To answer that question, Sharique Hasan and Aaron “Ronnie” Chatterji, both strategy professors at Duke University’s Fuqua School of Business, studied more than 35,000 high-tech startups founded between 2008 and 2013. They summarized their findings in “Experimentation and Startup Performance: Evidence from A/B Testing,” which is forthcoming in the journal Management Science and co-authored by Rem Koning of Harvard Business School.
The researchers found startups that use a series of randomized controlled trials to test options for product features – otherwise known as A/B testing – are more successful, on average, than startups that don’t follow this type of data-driven approach, Hasan said in a live discussion of the research on Fuqua’s LinkedIn page.
Going beyond gut instinct
“To be honest, most startups and most small businesses have a pretty standard framework for making decisions, which is ‘trust your gut,’” Hasan said. “Maybe collect a little bit of data. But usually, entrepreneurs have a belief about something that [their] startup should do, and they pursue it and they follow through,” he said.

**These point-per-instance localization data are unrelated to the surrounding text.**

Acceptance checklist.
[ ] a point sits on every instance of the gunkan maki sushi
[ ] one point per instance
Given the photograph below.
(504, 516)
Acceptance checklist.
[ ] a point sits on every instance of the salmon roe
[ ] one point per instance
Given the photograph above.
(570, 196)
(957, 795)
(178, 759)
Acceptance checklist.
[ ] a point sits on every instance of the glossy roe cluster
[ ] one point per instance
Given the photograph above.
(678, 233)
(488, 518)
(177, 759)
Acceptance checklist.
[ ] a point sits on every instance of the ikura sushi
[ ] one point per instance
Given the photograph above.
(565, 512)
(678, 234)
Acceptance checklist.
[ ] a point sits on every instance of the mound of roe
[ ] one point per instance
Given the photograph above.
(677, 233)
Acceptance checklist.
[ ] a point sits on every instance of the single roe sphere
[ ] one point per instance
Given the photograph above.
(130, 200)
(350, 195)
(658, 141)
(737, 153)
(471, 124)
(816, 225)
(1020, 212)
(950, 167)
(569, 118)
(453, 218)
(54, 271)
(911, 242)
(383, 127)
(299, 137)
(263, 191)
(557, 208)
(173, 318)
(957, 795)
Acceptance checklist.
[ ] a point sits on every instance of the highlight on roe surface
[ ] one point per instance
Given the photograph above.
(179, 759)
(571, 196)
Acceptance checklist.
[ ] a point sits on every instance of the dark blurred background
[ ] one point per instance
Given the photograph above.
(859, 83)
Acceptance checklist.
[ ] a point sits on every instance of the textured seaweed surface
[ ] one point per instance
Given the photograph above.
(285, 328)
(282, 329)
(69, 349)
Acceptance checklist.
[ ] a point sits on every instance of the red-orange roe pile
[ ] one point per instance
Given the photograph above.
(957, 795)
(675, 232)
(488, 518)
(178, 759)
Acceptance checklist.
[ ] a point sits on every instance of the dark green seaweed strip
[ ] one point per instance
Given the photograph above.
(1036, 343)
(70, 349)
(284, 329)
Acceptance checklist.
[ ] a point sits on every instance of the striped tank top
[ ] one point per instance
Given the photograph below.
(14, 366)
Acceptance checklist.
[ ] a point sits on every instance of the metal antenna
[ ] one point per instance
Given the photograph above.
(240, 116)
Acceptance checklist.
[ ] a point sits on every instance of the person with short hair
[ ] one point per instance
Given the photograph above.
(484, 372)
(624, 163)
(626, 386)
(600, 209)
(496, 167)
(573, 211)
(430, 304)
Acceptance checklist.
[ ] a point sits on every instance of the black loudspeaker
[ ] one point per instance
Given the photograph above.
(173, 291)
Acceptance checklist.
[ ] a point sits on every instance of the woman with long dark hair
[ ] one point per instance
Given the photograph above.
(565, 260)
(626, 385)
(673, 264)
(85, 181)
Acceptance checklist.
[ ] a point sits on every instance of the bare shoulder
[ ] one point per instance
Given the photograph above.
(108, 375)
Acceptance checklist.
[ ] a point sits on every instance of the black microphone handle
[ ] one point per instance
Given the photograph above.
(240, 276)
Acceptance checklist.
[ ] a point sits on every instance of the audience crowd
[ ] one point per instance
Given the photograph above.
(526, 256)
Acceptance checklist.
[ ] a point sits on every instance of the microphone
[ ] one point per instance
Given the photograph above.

A/B testing allows for more quantitative decision-making that also hastens the discovery of what works and what doesn’t, Hasan said.
“If an idea is getting traction, you can scale it faster, and if it’s not going anywhere, you can kill it faster,” he said.
For their analysis, the researchers studied the characteristics, web metrics and product innovations of thousands of startups that did and did not use A/B testing to determine whether and how testing helped them scale their products and companies.
Firms that adopted A/B testing improved their performance, as measured by page views, by 30 to 100 percent after a year of use. Those using A/B testing also introduced new products at higher rate (9 to 18 percent) than firms that did not experiment, according to the research.
A strategy that scales
A common notion among firms is that A/B testing is effective only for incremental changes or small-scale questions, Hasan said, such as Google’s test of 41 shades of blue to identify the best color for its search toolbar.
Rather, he said, the qualitative research and data in the paper showed A/B testing could also guide more significant decisions as part of a firm’s overall strategy, and that testing increased the chances those decisions would be successful, Hasan said.
“The scientific method applied to business decision-making can be a very powerful tool,” Hasan said. “A/B testing is just one instantiation of actual data-driven decision-making by firms that can have a powerful effect on the quality of a decision that a startup makes.”
An underutilized tool
What surprised the researchers was that, despite these clear benefits, less than a fifth of firms were using A/B testing. Testing was more frequent in Silicon Valley, where firms used it about a quarter of the time, compared to 19 percent at firms outside the San Francisco Bay Area. Firms with 10 or more employees were more likely than smaller firms to use the strategy.
The data also suggested that earlier-stage, small startups without financing could benefit the most from A/B testing, but unfortunately, Hasan noted, these firms used testing the least – only 13 percent of the time compared to 25 percent for more established firms financed by angel or venture capital investors.
“This kind of supports this idea that decision-making may be an important bottleneck for startup success, and that using a more scientific, rigorous approach to start decision-making can really improve quality of a startup’s performance,” he said.
The earlier firms can implement a way to manage what could be hundreds of potential ideas, the better their chances of success, Hasan said.
“[A/B testing] opens up ideation inside a startup,” Hasan said. “With advances in technology that allow startups to potentially test thousands of different options, A/B testing is both a cost-effective and rapid method for discovering startup product viability.”